+
Den Gipfel erreicht sie, als sie Mitte Januar die vor einem Supermarkt angeleinte Chihuahua/Jack-Russell-Promenadenmischung Sammy entführt.

Gericht

Armen Hund zum Quälen entführt

  • schließen

25 Jahre alte Frau hat eine Menge Schuld auf sich geladen, ist laut Staatsanwaltschaft aber eher schuldunfähig.

Die Taten, derer Mbithe M. beschuldigt wird, sind zahlreich, gravierend - und bizarr. Die Staatsanwaltschaft geht davon aus, dass die 25 Jahre alte Frau wegen einer paranoiden Schizophrenie und diverser Rauschmittelabhängigkeiten mehr oder weniger schuldunfähig gewesen sei. Etwa einen Monat nach ihrer Festnahme Anfang des Jahres saß M. in U-Haft - danach in der Psychiatrie. Das Landgericht muss nun entscheiden, ob sie dort dauerhaft bleiben muss.

13 Taten nennt die Staatsanwaltschaft in ihrer Antragsschrift, begangen von August 2018 bis Januar 2019. Danach beginnt es mit drei grundlos umgeworfenen, am Hauptbahnhof abgestellten Motorrädern. Nur eine Woche später reißt M. dort in der B-Ebene einer Frau die Goldkette samt Anhänger vom Hals und flüchtet, verfolgt von der Beraubten. Als M. von der Polizei gestoppt wird, hat sie den Anhänger bereits verschluckt, die Kette aber noch im Mund. Der Polizistin, die sie herausziehen will, beißt sie in den Daumen.

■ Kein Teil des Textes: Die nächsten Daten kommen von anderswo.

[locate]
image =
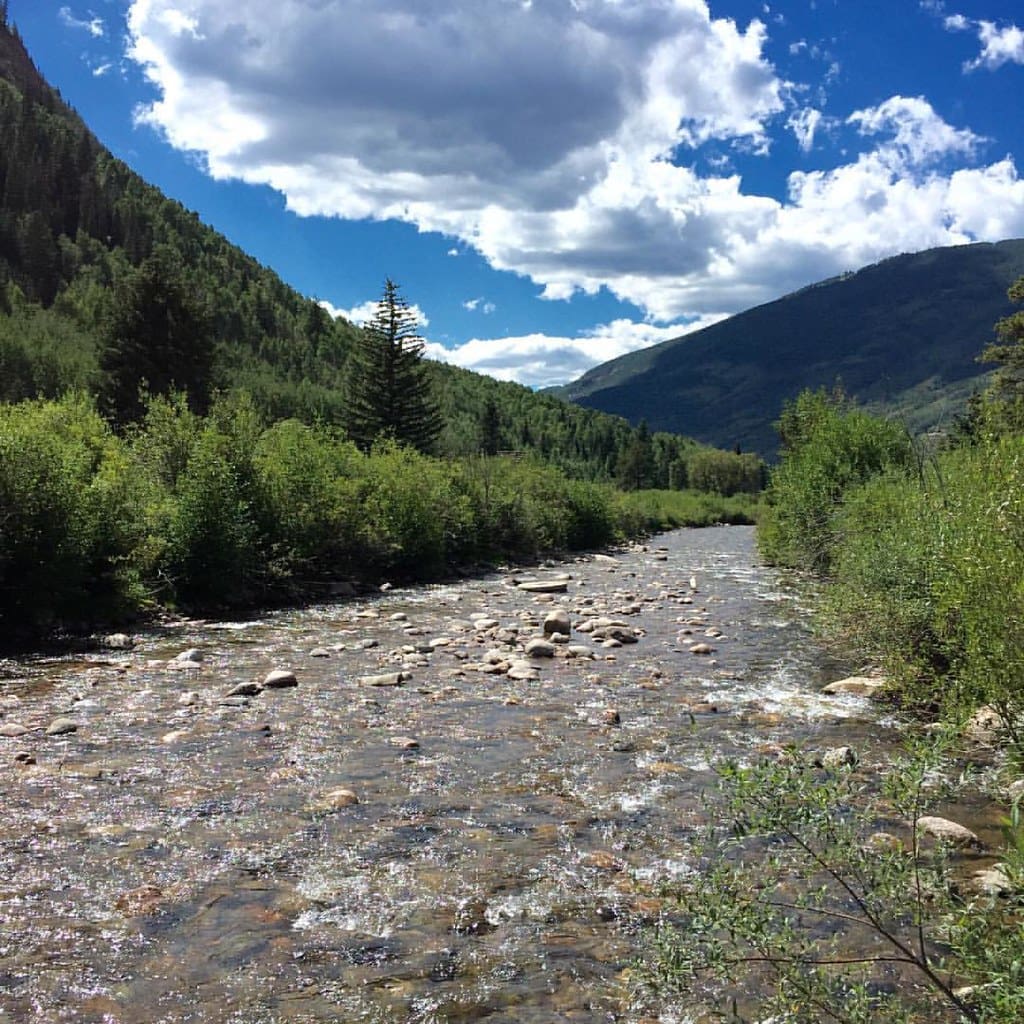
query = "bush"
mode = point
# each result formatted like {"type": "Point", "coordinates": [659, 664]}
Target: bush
{"type": "Point", "coordinates": [827, 450]}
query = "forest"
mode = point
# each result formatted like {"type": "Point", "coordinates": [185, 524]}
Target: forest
{"type": "Point", "coordinates": [177, 424]}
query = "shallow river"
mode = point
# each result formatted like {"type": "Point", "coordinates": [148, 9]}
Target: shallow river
{"type": "Point", "coordinates": [187, 856]}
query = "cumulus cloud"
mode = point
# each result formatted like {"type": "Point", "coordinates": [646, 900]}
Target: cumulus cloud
{"type": "Point", "coordinates": [998, 45]}
{"type": "Point", "coordinates": [365, 311]}
{"type": "Point", "coordinates": [94, 26]}
{"type": "Point", "coordinates": [540, 359]}
{"type": "Point", "coordinates": [563, 147]}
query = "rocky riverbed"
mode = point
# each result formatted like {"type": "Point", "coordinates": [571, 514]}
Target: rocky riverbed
{"type": "Point", "coordinates": [440, 804]}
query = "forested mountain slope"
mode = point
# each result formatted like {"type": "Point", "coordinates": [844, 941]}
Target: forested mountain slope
{"type": "Point", "coordinates": [901, 336]}
{"type": "Point", "coordinates": [81, 235]}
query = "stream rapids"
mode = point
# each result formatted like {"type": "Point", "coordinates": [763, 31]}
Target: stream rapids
{"type": "Point", "coordinates": [466, 846]}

Im November spaziert M. offenbar ungehindert in das Trianon-Hochhaus der Bundesbank und klaut aus einem Büro im 23. Stock eine Brieftasche mit rund 500 Euro. Ein paar Tage später versucht sie, einen Drogeriemarkt, in dem sie längst Hausverbot hat, zu beklauen. Das klappt nicht, einem Verkäufer beißt sie aus Wut in die Hand. Und ertränkt nicht lange danach ihren Kummer in einer Bar im Kiez. Als sie dort nach dem sechsten Whisky-Sahne-Gesöff Spritzbesteck, Tabak und Kondome auf dem Tresen drapiert, wird sie aufgefordert, zu zahlen und die Bar zu verlassen. M. sagt, sie könne mangels Liquidität nicht zahlen und werde alle abstechen, wenn sie nicht noch mehr zu trinken bekäme.

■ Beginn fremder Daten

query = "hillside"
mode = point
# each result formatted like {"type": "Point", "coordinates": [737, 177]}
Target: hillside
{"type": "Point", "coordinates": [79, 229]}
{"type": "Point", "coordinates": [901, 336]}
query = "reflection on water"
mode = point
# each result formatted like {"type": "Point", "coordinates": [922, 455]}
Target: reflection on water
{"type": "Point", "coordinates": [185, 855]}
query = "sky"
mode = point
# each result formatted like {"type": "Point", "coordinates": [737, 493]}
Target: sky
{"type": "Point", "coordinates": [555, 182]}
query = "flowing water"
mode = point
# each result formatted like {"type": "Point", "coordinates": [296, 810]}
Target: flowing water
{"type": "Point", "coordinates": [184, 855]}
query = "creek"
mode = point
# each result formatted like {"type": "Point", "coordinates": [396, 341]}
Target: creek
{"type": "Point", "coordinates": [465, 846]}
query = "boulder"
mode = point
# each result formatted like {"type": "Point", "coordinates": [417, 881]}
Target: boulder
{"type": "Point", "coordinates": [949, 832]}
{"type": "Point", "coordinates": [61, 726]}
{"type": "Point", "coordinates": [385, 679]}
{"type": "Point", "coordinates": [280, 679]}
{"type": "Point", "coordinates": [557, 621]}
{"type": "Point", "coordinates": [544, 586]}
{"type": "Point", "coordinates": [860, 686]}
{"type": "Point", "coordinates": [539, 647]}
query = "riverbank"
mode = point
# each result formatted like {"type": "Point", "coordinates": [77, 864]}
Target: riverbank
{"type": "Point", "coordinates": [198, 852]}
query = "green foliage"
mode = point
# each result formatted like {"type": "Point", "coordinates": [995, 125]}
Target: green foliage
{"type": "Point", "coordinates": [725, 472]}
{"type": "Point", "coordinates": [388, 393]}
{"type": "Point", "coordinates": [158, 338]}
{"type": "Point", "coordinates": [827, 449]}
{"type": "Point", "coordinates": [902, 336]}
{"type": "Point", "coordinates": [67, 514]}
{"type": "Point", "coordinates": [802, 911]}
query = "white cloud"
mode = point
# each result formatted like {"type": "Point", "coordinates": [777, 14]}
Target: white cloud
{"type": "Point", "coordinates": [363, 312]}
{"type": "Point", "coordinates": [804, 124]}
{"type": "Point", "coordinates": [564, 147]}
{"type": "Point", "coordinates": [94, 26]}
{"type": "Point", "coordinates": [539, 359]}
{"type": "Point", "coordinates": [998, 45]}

Anfang Dezember schraubt sie, so die Staatsanwaltschaft, in einem Hotelzimmer, in dem sie sich wohl als Dirne ein Zubrot verdient hatte, den Fernseher von der Wand und plündert die Minibar. Heiligabend bedroht sie an einer S-Bahnstation einen Mann und eine Frau mit einem Klappmesser und fordert je fünf Euro. Als beide sich weigern, verlangt sie drei Zigaretten, lässt sich aber schließlich auf eine herunterhandeln.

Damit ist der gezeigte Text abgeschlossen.